Xilinx / Vitis-AI

Vitis AI is Xilinx’s development stack for AI inference on Xilinx hardware platforms, including both edge devices and Alveo cards.
https://www.xilinx.com/ai
Apache License 2.0
1.49k stars 633 forks source link

There are large differences between qat_processor.deployable_model and qat_processor.trainable_model #1359

Open zhihaofan opened 1 year ago

zhihaofan commented 1 year ago

After I did the quantization training, I found that the test results of the model transformed by qat_processor.trainable_model(allow_reused_module=True) were normal, but when I deployed it with qat_processor.deployable_model(args. output_dir, used_for_xmodel=True) the converted model has very serious error. Below is my code for quant and deploy:

if args.quant:
        input1 = torch.randn(1, 3, 352, 480).to(args.device)
        input2 = torch.randn(1, 3, 352, 480).to(args.device)
        input3 = torch.randn(1, 3, 352, 480).to(args.device)
        inputs = (input1, input2, input3)
        qat_processor = QatProcessor(net, inputs=inputs, bitwidth=8)

        quantized_model = qat_processor.trainable_model(allow_reused_module=True)
        deployable_net = qat_processor.to_deployable(quantized_model.cpu(), output_dir=args.output_dir)
        val(valid_loader, quantized_model , args.batch_size, dtype, device, -1, args.output_dir)
elif args.deploy:
        input1 = torch.randn(1, 3, 352, 480).to(args.device)
        input2 = torch.randn(1, 3, 352, 480).to(args.device)
        input3 = torch.randn(1, 3, 352, 480).to(args.device)
        inputs = (input1, input2, input3)

        qat_processor = QatProcessor(net, inputs=inputs, bitwidth=8)
        deployable_model = qat_processor.deployable_model(args.output_dir, used_for_xmodel=True)
        deployable_model(inputs)
        qat_processor.export_xmodel(args.output_dir, deploy_check=True)

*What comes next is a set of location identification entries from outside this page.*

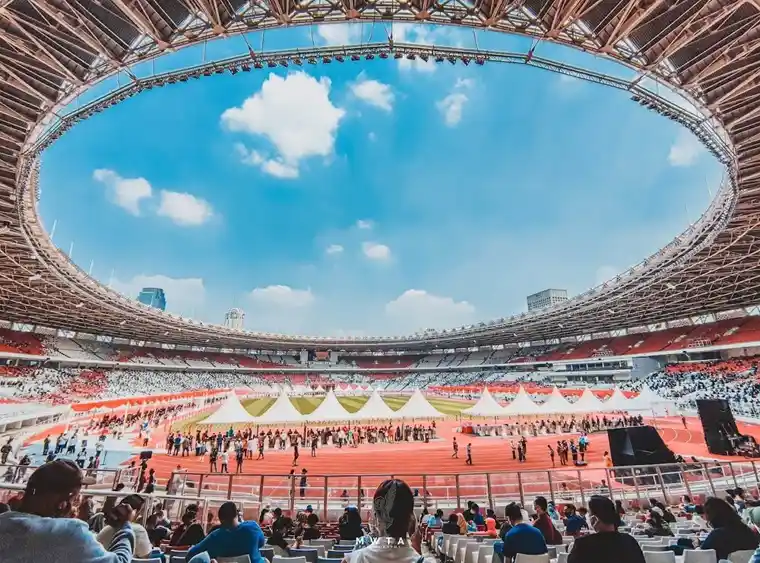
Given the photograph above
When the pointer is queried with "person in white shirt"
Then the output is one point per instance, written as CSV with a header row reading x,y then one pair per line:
x,y
393,511
142,545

        val(valid_loader, deployable_model, args.batch_size, dtype, device, -1, args.output_dir)
        exit(f'====================================== deploy completed! ==============================================')

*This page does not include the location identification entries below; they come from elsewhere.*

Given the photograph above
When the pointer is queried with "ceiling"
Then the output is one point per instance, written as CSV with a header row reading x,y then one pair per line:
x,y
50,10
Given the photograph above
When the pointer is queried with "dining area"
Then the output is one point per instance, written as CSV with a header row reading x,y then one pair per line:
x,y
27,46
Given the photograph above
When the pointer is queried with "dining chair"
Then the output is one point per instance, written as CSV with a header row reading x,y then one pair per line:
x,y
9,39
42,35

When I run the quant branch, the VAL results are shown in Figure 1, and when I run the deploy branch, the VAL results are shown in Figure 2. The inputs and mods are the same for both branches, but the results are much worse. image Figure1

image Figure2

Any help would be great. Thanks!

zhihaofan commented 1 year ago

Regarding the input, because to minimize the error after pytorch network training and quantization, I mapped the input to the range of (-1, 1), i.e., the original input image was (0, 255) Then the input /127 - 1 was used as the input to the network. Can this step cause this problem? Because previous attempts input/255 were not encountering this problem.